A persistently important issue mentioned when ABC staff discusses advocacy with the members has been the quality control (QC) burden associated with labeling and distributing leukoreduced (LR) apheresis platelets. FDA has determined that we must demonstrate statistically, with validation and QC testing, that our processes attain and maintain 95 percent confidence that 95 percent of our units contain <5 x 106 residual white blood cells (WBCs). This level of performance is clinically appropriate in my clinician’s brain (spare me the epithets please). If we believe that LR is clinically important, we should be stringent about what we distribute. The problem comes when the QC burden is greater than the QC benefit. Many of us think that with our robust plateletpheresis platforms and processes, we are well past that threshold.

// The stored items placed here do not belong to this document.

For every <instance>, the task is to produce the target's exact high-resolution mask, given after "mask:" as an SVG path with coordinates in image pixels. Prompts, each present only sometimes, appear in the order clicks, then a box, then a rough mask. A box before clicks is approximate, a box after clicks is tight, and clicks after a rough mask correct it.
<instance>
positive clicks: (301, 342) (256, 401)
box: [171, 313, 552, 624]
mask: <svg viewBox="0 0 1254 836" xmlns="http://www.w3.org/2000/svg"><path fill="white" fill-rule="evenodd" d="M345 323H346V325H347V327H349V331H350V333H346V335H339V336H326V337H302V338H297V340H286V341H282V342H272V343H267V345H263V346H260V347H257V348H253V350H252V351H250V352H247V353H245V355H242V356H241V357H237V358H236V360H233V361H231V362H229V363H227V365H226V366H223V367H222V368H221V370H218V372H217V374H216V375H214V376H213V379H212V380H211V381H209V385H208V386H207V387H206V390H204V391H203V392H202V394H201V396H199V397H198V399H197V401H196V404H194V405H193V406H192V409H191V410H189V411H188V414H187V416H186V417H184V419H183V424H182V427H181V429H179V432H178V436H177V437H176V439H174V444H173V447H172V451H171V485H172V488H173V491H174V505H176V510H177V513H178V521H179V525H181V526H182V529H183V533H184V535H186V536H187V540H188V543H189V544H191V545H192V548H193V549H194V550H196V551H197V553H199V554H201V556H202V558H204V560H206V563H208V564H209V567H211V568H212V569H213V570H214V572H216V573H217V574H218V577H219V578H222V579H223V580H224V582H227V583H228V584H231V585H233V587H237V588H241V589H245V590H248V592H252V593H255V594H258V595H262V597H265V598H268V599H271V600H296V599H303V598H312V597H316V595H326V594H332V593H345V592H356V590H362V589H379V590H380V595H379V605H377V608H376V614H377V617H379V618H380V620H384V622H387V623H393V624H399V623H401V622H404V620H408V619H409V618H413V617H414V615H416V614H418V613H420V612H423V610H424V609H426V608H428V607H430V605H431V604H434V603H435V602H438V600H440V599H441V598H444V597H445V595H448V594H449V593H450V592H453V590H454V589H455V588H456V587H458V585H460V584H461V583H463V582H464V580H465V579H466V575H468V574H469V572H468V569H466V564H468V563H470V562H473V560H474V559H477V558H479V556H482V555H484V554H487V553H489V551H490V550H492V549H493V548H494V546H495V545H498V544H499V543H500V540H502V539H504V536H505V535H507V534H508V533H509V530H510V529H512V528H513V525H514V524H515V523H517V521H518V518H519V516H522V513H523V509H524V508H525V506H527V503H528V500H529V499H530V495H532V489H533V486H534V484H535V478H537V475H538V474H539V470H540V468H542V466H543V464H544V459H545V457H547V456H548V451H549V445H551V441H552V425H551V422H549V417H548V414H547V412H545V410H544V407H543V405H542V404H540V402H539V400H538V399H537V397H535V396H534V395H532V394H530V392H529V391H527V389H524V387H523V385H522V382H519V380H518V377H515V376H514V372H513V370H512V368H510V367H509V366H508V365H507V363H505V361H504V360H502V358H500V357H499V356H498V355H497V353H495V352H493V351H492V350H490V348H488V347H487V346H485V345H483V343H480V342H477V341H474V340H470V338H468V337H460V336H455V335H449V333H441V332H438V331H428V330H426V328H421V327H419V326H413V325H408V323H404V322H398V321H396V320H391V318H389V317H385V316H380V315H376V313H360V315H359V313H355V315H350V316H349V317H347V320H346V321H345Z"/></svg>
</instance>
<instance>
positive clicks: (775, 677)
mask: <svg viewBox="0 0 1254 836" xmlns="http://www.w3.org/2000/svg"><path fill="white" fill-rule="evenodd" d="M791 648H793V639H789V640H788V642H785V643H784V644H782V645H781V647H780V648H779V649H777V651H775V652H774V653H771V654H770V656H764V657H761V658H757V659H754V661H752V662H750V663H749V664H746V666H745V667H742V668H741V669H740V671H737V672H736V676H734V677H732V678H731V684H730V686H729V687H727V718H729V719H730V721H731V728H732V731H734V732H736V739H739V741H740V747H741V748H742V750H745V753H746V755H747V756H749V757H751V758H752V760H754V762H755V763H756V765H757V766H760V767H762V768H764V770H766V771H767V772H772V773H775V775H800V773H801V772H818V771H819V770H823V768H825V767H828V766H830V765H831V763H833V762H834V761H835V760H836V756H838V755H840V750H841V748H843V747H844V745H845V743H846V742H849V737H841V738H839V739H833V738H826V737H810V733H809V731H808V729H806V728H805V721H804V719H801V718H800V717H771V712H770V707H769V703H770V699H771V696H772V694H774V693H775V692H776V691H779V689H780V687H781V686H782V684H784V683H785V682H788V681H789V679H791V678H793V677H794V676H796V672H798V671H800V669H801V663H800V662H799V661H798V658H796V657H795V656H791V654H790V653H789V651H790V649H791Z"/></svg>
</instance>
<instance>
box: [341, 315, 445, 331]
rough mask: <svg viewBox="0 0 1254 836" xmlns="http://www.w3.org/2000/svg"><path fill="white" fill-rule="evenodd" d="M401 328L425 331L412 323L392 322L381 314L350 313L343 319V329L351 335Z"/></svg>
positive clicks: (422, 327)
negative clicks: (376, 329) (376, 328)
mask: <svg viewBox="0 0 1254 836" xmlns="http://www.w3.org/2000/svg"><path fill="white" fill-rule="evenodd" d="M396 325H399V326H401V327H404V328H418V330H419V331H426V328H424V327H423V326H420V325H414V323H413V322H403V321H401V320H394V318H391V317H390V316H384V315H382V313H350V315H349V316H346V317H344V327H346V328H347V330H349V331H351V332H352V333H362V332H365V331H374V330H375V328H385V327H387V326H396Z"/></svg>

The first question is not how good our products are or should beper se, but how do we know how good they are, and how many ways there are to know. FDA accepts very standard statistical estimates using binomial and hypergeometric distributions. ABC members insist the volume of testing required is unreasonable, and for many of our smaller members this approach requires testing all or most of the products. The agency responds, “make an alternative proposal.”

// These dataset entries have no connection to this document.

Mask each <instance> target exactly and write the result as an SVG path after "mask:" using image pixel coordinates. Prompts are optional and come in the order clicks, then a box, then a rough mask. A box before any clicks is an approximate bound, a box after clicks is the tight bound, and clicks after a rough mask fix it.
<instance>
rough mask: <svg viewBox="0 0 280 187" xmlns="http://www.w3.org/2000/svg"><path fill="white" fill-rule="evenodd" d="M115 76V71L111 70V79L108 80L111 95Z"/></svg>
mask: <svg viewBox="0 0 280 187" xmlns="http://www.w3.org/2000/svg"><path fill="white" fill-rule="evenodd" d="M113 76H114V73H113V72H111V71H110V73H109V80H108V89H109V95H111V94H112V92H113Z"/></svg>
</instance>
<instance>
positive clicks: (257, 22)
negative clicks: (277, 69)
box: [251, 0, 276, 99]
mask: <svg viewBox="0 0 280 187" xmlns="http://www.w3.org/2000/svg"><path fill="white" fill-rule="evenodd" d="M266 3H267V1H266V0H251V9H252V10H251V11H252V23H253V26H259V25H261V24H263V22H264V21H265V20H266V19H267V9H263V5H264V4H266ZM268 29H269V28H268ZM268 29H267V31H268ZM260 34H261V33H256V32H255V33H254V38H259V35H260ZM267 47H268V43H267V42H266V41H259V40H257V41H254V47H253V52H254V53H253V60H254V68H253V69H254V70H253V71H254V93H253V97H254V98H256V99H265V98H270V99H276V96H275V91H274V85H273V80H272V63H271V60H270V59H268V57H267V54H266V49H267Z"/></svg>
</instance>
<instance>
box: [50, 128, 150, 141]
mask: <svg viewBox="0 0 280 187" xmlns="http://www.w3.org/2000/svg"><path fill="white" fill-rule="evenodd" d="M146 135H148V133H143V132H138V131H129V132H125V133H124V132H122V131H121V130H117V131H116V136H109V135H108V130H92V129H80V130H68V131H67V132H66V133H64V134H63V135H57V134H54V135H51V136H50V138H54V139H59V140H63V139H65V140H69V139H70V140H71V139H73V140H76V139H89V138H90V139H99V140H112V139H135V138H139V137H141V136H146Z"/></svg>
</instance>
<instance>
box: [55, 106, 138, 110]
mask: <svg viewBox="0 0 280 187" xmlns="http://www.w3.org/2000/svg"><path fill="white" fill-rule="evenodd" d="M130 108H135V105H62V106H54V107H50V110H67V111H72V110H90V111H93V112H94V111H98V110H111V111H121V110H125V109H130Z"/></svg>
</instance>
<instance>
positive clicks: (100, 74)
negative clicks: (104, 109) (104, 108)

We are trying to do so, but the effort requires a lot of work by ABC members, and it is not clear we are willing to do the lifting needed. In MCN 15-067, we described the concept of “parametric release” wherein if process parameters are within specification, QC testing is not needed. Parametric release has worked in venues like device sterilization, where documentation that appropriate sterilizer conditions obviate the need for spore strips to prove sterility with biological indicators. This approach requires that we show the agency data proving that when our process is correct, we have the requisite statistical certainty of compliance and need not perform QC, in this case counting residual WBCs. Depending on the method used, volume of testing, and your contract, each residual WBC count can cost as much as $30 – which under parametric release, is required only when there is a process issue suggesting the possibility of failure (and during periodic revalidations).

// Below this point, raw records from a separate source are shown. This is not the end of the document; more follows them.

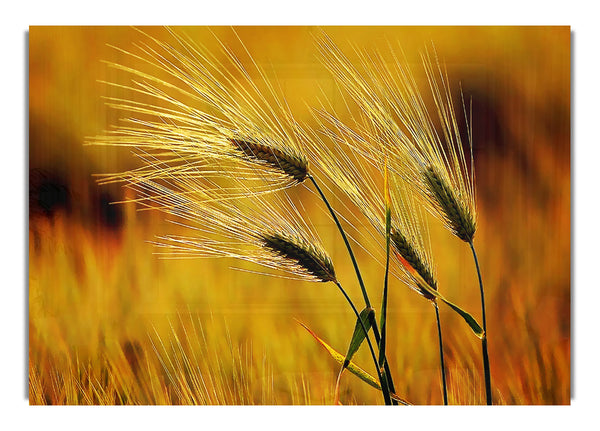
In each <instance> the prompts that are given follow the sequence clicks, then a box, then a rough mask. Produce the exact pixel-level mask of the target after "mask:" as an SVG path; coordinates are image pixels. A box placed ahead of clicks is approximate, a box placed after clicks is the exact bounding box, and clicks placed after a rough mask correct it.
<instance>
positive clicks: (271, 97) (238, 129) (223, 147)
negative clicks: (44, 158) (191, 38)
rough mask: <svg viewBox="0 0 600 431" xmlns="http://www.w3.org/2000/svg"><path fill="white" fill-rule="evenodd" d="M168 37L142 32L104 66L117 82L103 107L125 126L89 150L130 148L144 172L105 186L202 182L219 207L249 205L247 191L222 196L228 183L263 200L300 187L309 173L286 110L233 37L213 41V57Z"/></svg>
mask: <svg viewBox="0 0 600 431" xmlns="http://www.w3.org/2000/svg"><path fill="white" fill-rule="evenodd" d="M166 31H167V34H165V35H164V36H165V37H164V38H163V37H152V36H150V35H149V34H146V33H145V32H144V31H142V30H140V34H142V35H143V39H142V41H141V42H140V43H138V44H136V45H135V46H134V47H132V48H131V49H120V48H116V47H115V48H114V49H115V50H116V51H117V52H118V53H119V55H120V58H121V59H120V60H119V62H112V61H111V62H108V65H109V67H111V68H114V69H115V70H116V71H117V72H118V73H115V74H114V75H111V76H114V81H111V82H105V84H106V85H107V90H108V96H107V97H106V100H107V105H108V106H109V107H111V108H113V109H115V110H116V111H117V112H118V113H119V115H120V116H121V120H120V121H119V123H118V124H116V125H115V126H114V127H113V128H111V129H110V130H108V131H107V132H105V133H104V134H102V135H99V136H96V137H91V138H89V139H88V143H89V144H92V145H102V146H117V147H131V148H133V151H134V152H135V153H136V156H137V157H138V158H139V159H140V161H141V165H140V166H139V167H138V168H136V169H134V170H132V171H129V172H122V173H119V172H117V173H113V174H106V175H103V176H102V178H101V182H104V183H109V182H128V181H130V180H131V178H137V179H141V180H150V181H154V182H158V183H161V184H163V185H165V186H166V187H169V188H171V189H177V188H178V183H179V182H180V181H196V182H201V183H202V186H203V187H209V186H211V185H212V187H213V188H214V189H215V190H216V189H218V190H219V191H220V193H221V196H222V198H237V197H243V192H244V191H243V189H239V188H232V187H227V188H225V187H221V185H223V184H224V183H226V182H227V181H229V180H230V179H232V178H244V179H245V180H246V183H248V184H250V183H252V190H253V191H256V192H262V193H271V192H274V191H276V190H280V189H285V188H288V187H292V186H294V185H296V184H298V183H299V182H302V181H303V180H304V179H305V178H306V176H307V169H308V165H307V163H306V158H304V157H302V154H303V148H302V142H300V141H299V140H298V139H297V136H296V133H295V120H294V118H293V116H292V113H291V110H290V107H289V105H288V102H287V100H286V99H285V97H284V95H283V94H282V92H281V91H280V86H279V85H278V83H277V79H276V77H271V76H269V75H268V74H267V73H266V72H265V71H264V70H263V69H262V67H260V65H259V64H258V63H257V62H256V61H255V60H254V59H253V57H252V55H251V54H250V52H249V51H248V49H247V48H246V46H245V45H244V43H243V42H242V40H241V39H240V38H239V37H237V34H236V33H235V30H232V34H231V36H233V37H232V38H230V39H228V43H227V44H225V42H223V41H220V40H218V39H215V41H214V42H215V43H216V44H217V49H216V51H214V50H209V49H208V48H206V47H204V46H202V45H200V44H198V43H197V42H194V41H193V40H192V39H190V38H189V37H187V36H185V35H184V34H183V33H182V34H178V33H179V31H174V30H170V29H167V30H166ZM209 43H211V42H209Z"/></svg>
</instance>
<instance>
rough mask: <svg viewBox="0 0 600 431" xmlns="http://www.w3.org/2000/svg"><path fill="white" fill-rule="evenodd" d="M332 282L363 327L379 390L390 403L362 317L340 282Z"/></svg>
mask: <svg viewBox="0 0 600 431" xmlns="http://www.w3.org/2000/svg"><path fill="white" fill-rule="evenodd" d="M334 283H335V284H336V286H337V287H338V288H339V289H340V291H341V292H342V295H344V298H346V301H348V304H350V307H352V311H354V314H355V315H356V319H357V321H358V322H360V326H361V327H362V328H363V331H364V332H365V339H366V340H367V344H368V345H369V350H370V351H371V357H372V358H373V362H374V363H375V370H376V371H377V377H378V378H379V384H380V385H381V390H382V392H383V399H384V401H385V405H391V404H392V398H391V396H390V389H389V387H388V382H387V379H386V378H385V377H384V376H383V375H382V373H381V371H380V370H379V366H378V363H377V356H376V355H375V350H374V349H373V344H371V339H370V338H369V333H368V331H367V328H365V325H364V323H363V321H362V319H361V318H360V313H359V312H358V310H357V309H356V307H355V306H354V303H353V302H352V300H351V299H350V297H349V296H348V294H347V293H346V291H345V290H344V288H343V287H342V285H341V284H340V282H339V281H337V280H336V281H334ZM372 326H373V328H376V327H377V325H375V324H373V325H372Z"/></svg>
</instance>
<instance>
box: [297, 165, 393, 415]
mask: <svg viewBox="0 0 600 431" xmlns="http://www.w3.org/2000/svg"><path fill="white" fill-rule="evenodd" d="M308 178H310V180H311V181H312V183H313V185H314V186H315V189H317V192H319V195H320V196H321V199H322V200H323V202H325V205H326V206H327V209H328V210H329V213H330V214H331V217H332V218H333V221H334V222H335V224H336V226H337V228H338V230H339V231H340V234H341V236H342V239H343V240H344V244H345V245H346V249H347V250H348V254H349V255H350V259H351V260H352V265H353V266H354V272H355V273H356V278H357V279H358V284H359V285H360V290H361V292H362V294H363V298H364V300H365V306H366V307H370V306H371V301H369V295H368V294H367V289H366V288H365V284H364V282H363V279H362V276H361V274H360V269H359V268H358V262H357V261H356V257H355V256H354V252H353V251H352V247H351V246H350V241H348V237H347V236H346V232H344V228H342V224H341V223H340V221H339V219H338V217H337V215H336V214H335V211H334V210H333V208H332V207H331V205H330V204H329V201H328V200H327V198H326V197H325V194H324V193H323V191H322V190H321V187H319V185H318V184H317V181H316V180H315V178H314V177H313V176H312V175H308ZM373 335H374V336H375V341H376V342H377V343H378V344H379V342H380V341H381V335H380V334H379V328H378V327H377V325H373ZM384 368H385V374H386V380H387V382H388V385H389V388H390V391H391V392H396V390H395V388H394V382H393V380H392V374H391V372H390V367H389V365H388V361H387V358H386V360H385V364H384ZM393 404H394V405H398V402H397V401H396V400H393Z"/></svg>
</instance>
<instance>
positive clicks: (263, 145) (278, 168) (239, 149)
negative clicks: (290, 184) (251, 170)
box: [229, 138, 308, 183]
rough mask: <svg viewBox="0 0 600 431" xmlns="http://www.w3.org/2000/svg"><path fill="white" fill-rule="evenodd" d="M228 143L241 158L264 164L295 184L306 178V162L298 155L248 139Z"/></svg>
mask: <svg viewBox="0 0 600 431" xmlns="http://www.w3.org/2000/svg"><path fill="white" fill-rule="evenodd" d="M229 141H230V142H231V144H232V145H233V147H234V148H235V149H236V150H239V151H240V152H241V154H242V155H243V157H245V158H247V159H250V160H253V161H257V162H259V163H263V164H266V165H267V166H269V167H270V168H272V169H275V170H277V171H280V172H282V173H283V174H285V175H288V176H289V177H291V178H292V179H293V180H294V181H295V182H297V183H301V182H303V181H304V180H305V179H306V177H307V176H308V161H307V160H306V158H305V157H303V156H301V155H299V154H294V153H292V152H291V151H289V150H287V151H286V150H281V149H278V148H275V147H273V146H271V145H268V144H267V143H263V142H257V141H255V140H250V139H237V138H231V139H229Z"/></svg>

The MCN asks ABC members to answer a survey and asks volunteers to compile a significant amount of data for their calendar 2014 plateletpheresis collections. The response to date is underwhelming. Go back, look at the MCN, and get in touch with me. If it’s really important, we need to do the work. Commit to filling in the survey by Oct. 8 and the data collection spreadsheet before Dec. 1, and ABC will commit to help move the issue forward within the FDA, armed with the facts and prepared to advocate on your behalf for a more cost effective and robust QC program.